Tuesday, June 16, 2009

Beware of Camel Bottom

Bear Number 102

While I am trying to come back fulltime to the Bears for Africa my thoughts still travel in various directions. I think of my stash. Of unfinished projects. One of which is a knitted tote bag. It involves ten skeins of yarn. Ten skeins from seven different countries. The ambassadors of my daughter’s four months trip through the middle of Europe, a slice of North Africa and the tip of Turkey. Two come from Morocco, one brown the other gray. Soft. Easily torn. Spun from the coats of camels. Two skeins traveled from Belarus. A sunflower yellow and a bright green. She explained that they remind her of country houses in Minsk.

“As local as it gets,” she said.

A fluffy two-stranded gray- brown- beige ball arrived from Prague. The yarn from Lithuania is similar in texture but stronger in tone. The label is printed in a mix of German and English words, telling me that the yarn is made in Italy. My daughter’s comment accompanies its soft texture.

“The dark blue one is from Vilnius; it reminded me of the sea and since Lithuania is a Baltic country it seemed appropriate.”

Ah, but there are two from Vilnius. The second one is a large, grey, unruly skein, bought from a farmer. Homespun. An opportunity she couldn’t resist. The label on the light blue yarn from Gdansk looks German; no domestic yarn sold in Polish shops, it seems. And the pink yarn from Istanbul is actually a cotton blend with European influence.
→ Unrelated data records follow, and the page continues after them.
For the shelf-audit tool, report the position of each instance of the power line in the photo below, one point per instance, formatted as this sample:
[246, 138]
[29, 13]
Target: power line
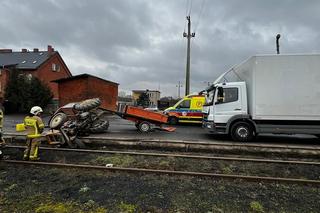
[200, 14]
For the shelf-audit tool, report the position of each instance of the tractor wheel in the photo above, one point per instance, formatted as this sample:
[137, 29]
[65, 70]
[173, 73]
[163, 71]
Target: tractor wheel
[57, 120]
[79, 143]
[144, 126]
[100, 127]
[242, 131]
[172, 120]
[87, 105]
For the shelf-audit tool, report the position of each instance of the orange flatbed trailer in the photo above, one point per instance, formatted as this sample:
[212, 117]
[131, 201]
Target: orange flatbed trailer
[144, 119]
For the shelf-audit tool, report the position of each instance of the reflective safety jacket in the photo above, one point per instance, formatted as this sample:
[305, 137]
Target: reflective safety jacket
[34, 126]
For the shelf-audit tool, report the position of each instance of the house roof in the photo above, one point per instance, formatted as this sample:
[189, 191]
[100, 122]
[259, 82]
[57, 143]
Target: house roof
[81, 76]
[24, 60]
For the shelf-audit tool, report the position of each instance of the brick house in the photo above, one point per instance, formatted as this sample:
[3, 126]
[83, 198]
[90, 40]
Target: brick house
[46, 65]
[154, 96]
[85, 86]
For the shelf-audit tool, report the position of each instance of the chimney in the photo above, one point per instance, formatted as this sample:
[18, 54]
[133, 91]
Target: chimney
[5, 50]
[50, 49]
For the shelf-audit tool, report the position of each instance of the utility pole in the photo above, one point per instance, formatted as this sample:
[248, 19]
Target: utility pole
[189, 36]
[179, 86]
[277, 43]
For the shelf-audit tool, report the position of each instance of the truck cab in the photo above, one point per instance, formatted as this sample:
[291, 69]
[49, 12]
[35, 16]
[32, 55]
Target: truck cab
[226, 111]
[187, 110]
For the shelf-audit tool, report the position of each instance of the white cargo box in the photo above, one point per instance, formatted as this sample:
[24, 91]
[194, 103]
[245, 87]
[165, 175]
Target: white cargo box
[282, 87]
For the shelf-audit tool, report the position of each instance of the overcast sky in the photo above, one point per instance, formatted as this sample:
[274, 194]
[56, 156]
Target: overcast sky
[139, 43]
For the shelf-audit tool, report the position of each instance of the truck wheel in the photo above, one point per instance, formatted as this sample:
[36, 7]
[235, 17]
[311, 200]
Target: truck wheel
[57, 120]
[144, 126]
[87, 105]
[172, 120]
[242, 131]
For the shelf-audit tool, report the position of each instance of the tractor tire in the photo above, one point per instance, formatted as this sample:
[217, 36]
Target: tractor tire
[173, 120]
[57, 120]
[79, 144]
[87, 105]
[100, 127]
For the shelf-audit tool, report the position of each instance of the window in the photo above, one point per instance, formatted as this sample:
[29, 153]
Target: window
[230, 95]
[185, 104]
[55, 67]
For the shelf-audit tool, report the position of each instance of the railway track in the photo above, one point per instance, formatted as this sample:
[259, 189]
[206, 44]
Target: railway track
[174, 172]
[193, 146]
[201, 157]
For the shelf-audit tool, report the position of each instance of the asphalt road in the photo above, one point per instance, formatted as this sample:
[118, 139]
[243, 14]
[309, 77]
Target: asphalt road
[121, 128]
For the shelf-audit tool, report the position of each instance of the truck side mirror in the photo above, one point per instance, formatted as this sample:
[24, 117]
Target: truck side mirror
[220, 96]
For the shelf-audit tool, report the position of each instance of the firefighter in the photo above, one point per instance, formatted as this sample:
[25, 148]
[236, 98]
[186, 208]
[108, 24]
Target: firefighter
[34, 126]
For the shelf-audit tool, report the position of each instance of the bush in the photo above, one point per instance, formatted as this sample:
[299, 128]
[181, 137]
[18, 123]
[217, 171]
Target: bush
[24, 91]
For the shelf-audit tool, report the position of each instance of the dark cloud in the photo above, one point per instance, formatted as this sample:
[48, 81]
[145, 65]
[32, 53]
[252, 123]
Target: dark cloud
[139, 43]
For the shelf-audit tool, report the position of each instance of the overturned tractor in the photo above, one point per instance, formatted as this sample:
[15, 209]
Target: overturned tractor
[77, 119]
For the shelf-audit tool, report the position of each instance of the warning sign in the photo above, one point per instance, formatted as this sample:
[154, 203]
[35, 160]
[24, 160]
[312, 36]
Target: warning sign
[199, 104]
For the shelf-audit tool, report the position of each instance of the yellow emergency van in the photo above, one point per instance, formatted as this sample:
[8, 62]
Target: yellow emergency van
[187, 110]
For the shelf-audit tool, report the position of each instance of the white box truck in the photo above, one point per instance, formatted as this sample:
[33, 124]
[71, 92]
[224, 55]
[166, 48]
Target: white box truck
[266, 94]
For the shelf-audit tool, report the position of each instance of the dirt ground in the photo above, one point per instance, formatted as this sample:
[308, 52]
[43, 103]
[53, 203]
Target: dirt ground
[46, 189]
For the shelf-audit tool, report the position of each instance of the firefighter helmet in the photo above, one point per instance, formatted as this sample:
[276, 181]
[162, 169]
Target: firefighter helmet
[36, 110]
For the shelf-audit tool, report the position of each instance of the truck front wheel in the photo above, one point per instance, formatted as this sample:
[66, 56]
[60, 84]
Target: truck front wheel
[242, 131]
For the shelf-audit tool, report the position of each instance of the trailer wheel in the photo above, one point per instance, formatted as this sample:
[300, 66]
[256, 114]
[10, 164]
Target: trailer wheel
[57, 120]
[242, 131]
[172, 120]
[87, 105]
[144, 126]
I asked about the Ukraine and Slovakia. We found a pale blue-gray ball of thinly spun wool in a forgotten package. Bought in L’viv. Or L’vov, as it used to be called. But what about Slovakia?

“I was sure a little mountain village would have yarn, but I couldn’t find any,” she answered.

I took photographs of these foreign treasures, and labeled them with the countries of origin. I imagined color sequences. That’s when I first thought of knitting a bag. It would be a shoulder bag, lined with cotton, probably zippered or closed with a button. After looking at several patterns online I realized how difficult it would be to combine the varying weights of yarn into a smooth surface. There was only one answer. Felting. In the old days felting was the unwanted result of inexperienced washing of wool fabric, but in recent years it has gained art status, because only wool can be felted; acrylic yarn does not respond much to hot water and prolonged agitation.



I did felt the bag. Imagine my disappointment when the bottom thinned and holes appeared. Was it because the Camel yarn was too loosely spun? Maybe the fiber was too short? Or I just didn’t make a good decision in agitating the bag in my washing machine in hot water. Whatever the reason, the camel yarn bottom has to be reinforced, which means the bag is waiting for further action. In the meantime I photographed it with “make-believe” flowers, paper cutouts to stand in for the flowers I will crochet from the yarn of Belarus and Istanbul. The bag imitates a landscape with brown and green for the land, blue for the sea, and light blue for the sky. It is, perhaps a utopian landscape foiled by the unpredictability of a Camel bottom.

Bear number 102 appreciates the commotion, slipping into the baggy photo session to show off his beautiful colors. He makes me smile while I carry the unfinished tote back to the “waiting room” and continue to knit Bears.